Кончая вечером работу, он старательно запирал свои краски, разговаривал в «доме» только с Пенеком или с кучером Янклом. Ему он жаловался во дворе на Шейндл-важную:

— Вот окаянная! Дело уж было почти сделано. Старик-то меня ценит и готов был всю работу передать мне. Может, конечно, у него и свой интерес был — хотел подешевле все сделать. Ну, а тут эта язва выскочила: «Вы, говорит, покрасите крышу, вы, говорит, покрасите пол… Крыша — пол, пол — крыша… Вы довольны?» Поверишь, мне в ту минуту показалось: десять крыш, десять полов… Словно разума я тогда лишился…. вот язва-то! Голову мне всю замутила!..

Нахман ходил хмурый, сердитый. Зато Пенек за эти дни приобрел товарища: двенадцатилетнего Боруха, старшего сынишку Нахмана, своего первого настоящего товарища.

У Боруха вздернутые носик и верхняя губа точь-в-точь как у его матери. Его острые голубые глаза прикрыты светлыми ресницами, такими лее светлыми, как его белокурые волосы. Ходит он босиком не только из-за летней жары, но и по другой, более веской причине: у него своей обуви еще никогда в жизни не было. Это видно по отвердевшей и огрубевшей коже на пятках, по многочисленным рубцам на них. Они уже не чувствуют при ходьбе ни острых камней, ни битого стекла. На обтрепанных коротких штанишках как раз против колен красуются две внушительные желтые заплаты; круглые и живые, они смотрят, как два больших глаза. Его короткие заплатанные рукава лоснятся, точно их натерли воском и канифолью: этими рукавами Борух года три подряд утирал нос. Теперь его носик сух, в помощи рукавов больше не нуждается, но у Боруха все же сохранилась привычка шмыгать носом и при этом подергивать плечом. Почему Боруху надо обязательно подергивать плечом, Пенек никак не мог понять.

Приобрести дружбу Боруха было делом нелегким. В первые дни Борух приходил к отцу, ни на кого не обращая внимания. На Пенека он смотрел недоверчиво, точно говорил своим взглядом: «Барчук паршивый! Очень ты мне нужен!..»

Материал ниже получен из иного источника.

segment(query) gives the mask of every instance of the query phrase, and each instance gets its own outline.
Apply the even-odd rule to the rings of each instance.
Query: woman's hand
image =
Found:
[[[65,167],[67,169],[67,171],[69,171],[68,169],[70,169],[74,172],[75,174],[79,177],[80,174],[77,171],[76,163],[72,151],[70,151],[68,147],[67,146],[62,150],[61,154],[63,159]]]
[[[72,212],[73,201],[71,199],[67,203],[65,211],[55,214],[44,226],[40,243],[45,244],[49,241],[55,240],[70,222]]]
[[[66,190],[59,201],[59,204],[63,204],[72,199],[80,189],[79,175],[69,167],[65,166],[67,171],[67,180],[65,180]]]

Пенек неоднократно пытался с ним заговорить, но Борух упорно молчал. Прошло несколько дней, пока он не привык к чужому дому. Тогда Борух как-то раз, мимоходом, задержался возле Пенека, быстро оглядел костюмчик на нем, уперся взглядом в родимое пятнышко, что у Пенека на шее, и вдруг выпалил:

— Богачи человечьи мозги жрут… В аптеках… В запечатанных баночках покупают…

Пенека это поразило. Он не успел ответить: Борух повернулся к нему спиной. Пенек с минуту думал, — Борух не оглядывался. Тогда Пенек пошел на конюшню к кучеру Янклу и, передав ему в точности слова Боруха, удрученно спросил:

— А это правда?

Янкл засмеялся и, передавая потом Нахману слова Боруха, вновь засмеялся. Тут уж и хмурый Нахман не мог сдержать улыбку. Он подозвал к себе Боруха:

— Кто тебе это сказал? Дурень ты этакий!

Борух промолчал, не собираясь, видимо, отвечать. Но потом, дернув плечом, буркнул:

— Ребята сказывали.

Позже, встретив Боруха во дворе, Пенек попытался завязать с ним разговор:

— Что они едят, богачи-то. Как ты сказал?

— Жрут «добро» — вот и все!

Кучер Янкл стоял в дверях конюшни.

Услышав это, он смеясь крикнул Боруху:

— Поди-ка сюда… Кот ты морской!

Зазвав Боруха в конюшню, он подарил ему маленький хлыстик и стал о чем-то с ним болтать. Пенек во дворе страдал — он был почти уверен, Янкл рассказывает Боруху, как не любят Пенека в «доме», плохо одевают, держат на кухне. Через открытые двери Пенек видел: Борух занят полученным в подарок хлыстиком и не слышит, о чем говорит Янкл.